Keep calm and Carrie on: what would Hong Kong leader do in Theresa May’s shoes?

  • Theresa May’s pay is about a third of Lam’s, but her job seems much more stressful
PUBLISHED : Wednesday, 31 October, 2018, 11:01am
UPDATED : Wednesday, 31 October, 2018, 11:00am

Our Chief Executive Carrie Lam Cheng Yuet-ngor complained about being bullied on the internet (“Carrie Lam: Andy Lau and I are victims of cyberbullying”, October 20). This seems to contradict what she said a month ago, in the aftermath of Typhoon Mangkhut: that the chief executive can be rebuked by citizens.

Common sense tells us pay is generally commensurate with work performance, as well as the challenges and level of stress facing the job holder.

In the year that Lam has been in office, Hong Kong’s housing problem has been exacerbated: private property prices have risen by about 10 per cent, and the waiting time for public housing has grown longer. “Lantau Tomorrow Vision” may well be a plan to defuse public anger over the basics, a temporary measure to cool things down in a hot kitchen.

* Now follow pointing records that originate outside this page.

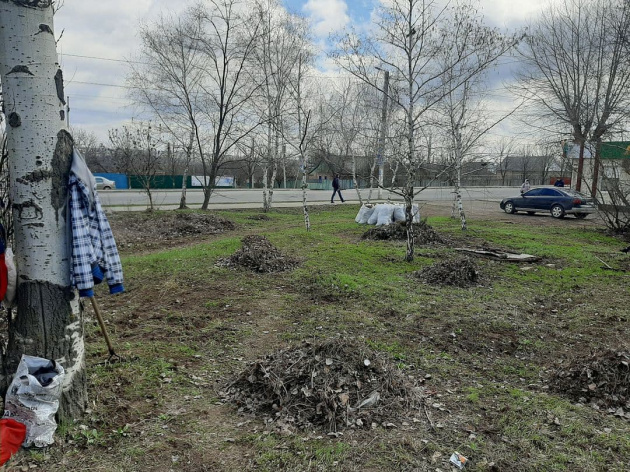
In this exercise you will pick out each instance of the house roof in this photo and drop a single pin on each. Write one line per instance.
(529, 163)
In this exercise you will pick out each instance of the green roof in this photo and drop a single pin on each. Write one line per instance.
(616, 150)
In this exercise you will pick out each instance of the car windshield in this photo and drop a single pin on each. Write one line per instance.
(573, 193)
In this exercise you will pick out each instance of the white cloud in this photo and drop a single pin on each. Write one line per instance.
(328, 16)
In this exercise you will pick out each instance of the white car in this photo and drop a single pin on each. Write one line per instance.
(104, 184)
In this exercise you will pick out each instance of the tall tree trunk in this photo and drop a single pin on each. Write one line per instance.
(49, 320)
(182, 200)
(307, 219)
(596, 166)
(354, 178)
(371, 181)
(266, 206)
(578, 184)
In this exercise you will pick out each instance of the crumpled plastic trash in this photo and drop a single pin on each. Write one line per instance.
(12, 434)
(33, 399)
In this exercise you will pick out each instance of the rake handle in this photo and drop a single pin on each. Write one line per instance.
(103, 330)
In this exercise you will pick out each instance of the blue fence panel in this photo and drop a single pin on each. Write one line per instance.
(120, 179)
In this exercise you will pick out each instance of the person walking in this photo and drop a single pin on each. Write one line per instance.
(525, 187)
(336, 189)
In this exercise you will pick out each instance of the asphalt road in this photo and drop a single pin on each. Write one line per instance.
(134, 200)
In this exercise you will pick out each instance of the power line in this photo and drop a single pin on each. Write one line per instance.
(103, 59)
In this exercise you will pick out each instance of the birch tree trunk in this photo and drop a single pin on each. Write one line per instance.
(354, 179)
(188, 150)
(371, 181)
(49, 320)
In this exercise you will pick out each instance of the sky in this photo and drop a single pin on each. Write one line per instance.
(97, 38)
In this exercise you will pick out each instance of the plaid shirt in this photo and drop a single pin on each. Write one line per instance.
(93, 244)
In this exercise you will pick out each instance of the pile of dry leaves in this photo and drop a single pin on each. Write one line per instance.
(423, 233)
(460, 272)
(259, 255)
(602, 380)
(330, 386)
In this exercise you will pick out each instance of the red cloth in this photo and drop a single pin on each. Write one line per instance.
(12, 435)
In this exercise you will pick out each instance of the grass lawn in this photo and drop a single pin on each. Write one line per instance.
(484, 357)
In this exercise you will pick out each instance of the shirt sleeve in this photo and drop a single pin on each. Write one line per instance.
(109, 257)
(82, 252)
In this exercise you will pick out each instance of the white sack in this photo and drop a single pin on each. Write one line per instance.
(399, 213)
(11, 278)
(33, 405)
(385, 215)
(364, 214)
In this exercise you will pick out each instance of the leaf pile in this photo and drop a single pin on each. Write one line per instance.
(259, 217)
(259, 255)
(422, 232)
(602, 380)
(460, 272)
(330, 386)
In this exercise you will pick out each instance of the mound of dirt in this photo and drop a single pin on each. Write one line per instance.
(329, 386)
(148, 229)
(423, 233)
(259, 217)
(602, 380)
(259, 255)
(458, 273)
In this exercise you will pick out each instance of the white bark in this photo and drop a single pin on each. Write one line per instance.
(49, 317)
(354, 179)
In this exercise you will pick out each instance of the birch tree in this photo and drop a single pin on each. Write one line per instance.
(168, 82)
(232, 34)
(138, 146)
(409, 37)
(575, 70)
(49, 321)
(277, 56)
(352, 114)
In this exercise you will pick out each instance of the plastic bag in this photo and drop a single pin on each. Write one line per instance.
(415, 211)
(399, 213)
(364, 214)
(385, 215)
(11, 278)
(374, 215)
(33, 399)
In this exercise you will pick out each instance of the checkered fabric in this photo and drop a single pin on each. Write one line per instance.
(93, 243)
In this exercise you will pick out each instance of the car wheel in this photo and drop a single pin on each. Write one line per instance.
(557, 211)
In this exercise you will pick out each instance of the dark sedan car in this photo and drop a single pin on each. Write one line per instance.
(557, 201)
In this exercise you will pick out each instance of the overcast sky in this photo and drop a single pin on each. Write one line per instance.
(99, 36)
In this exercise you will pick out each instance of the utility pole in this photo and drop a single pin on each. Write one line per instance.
(380, 156)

Carrie Lam has sent CY Leung’s allies packing, and it has brought peace

It isn’t my intention to find fault with our chief executive, but her performance so far has been less than satisfactory. Yet, she is being paid one of the highest salaries in the world: more than HK$370,000 a month (“Would more sleep help Carrie Lam make better policies?”, October 22).

In contrast, British Prime Minister Theresa May’s pay is about a third of Lam’s, but her job seems much more stressful. Britain is facing unclear prospects as Brexit looms; recently, about 670,000 people took to the streets of London, clamouring for a second referendum on leaving the European Union. Really, May is in a political hot seat that has reached boiling point. On top of that, she might face a leadership challenge from within her party.

Compared to the British leader, our chief executive seems to be in a much better and comfortable situation, at least for now. So, Carrie Lam should cheer up, and strive along with us for a better future for Hong Kong.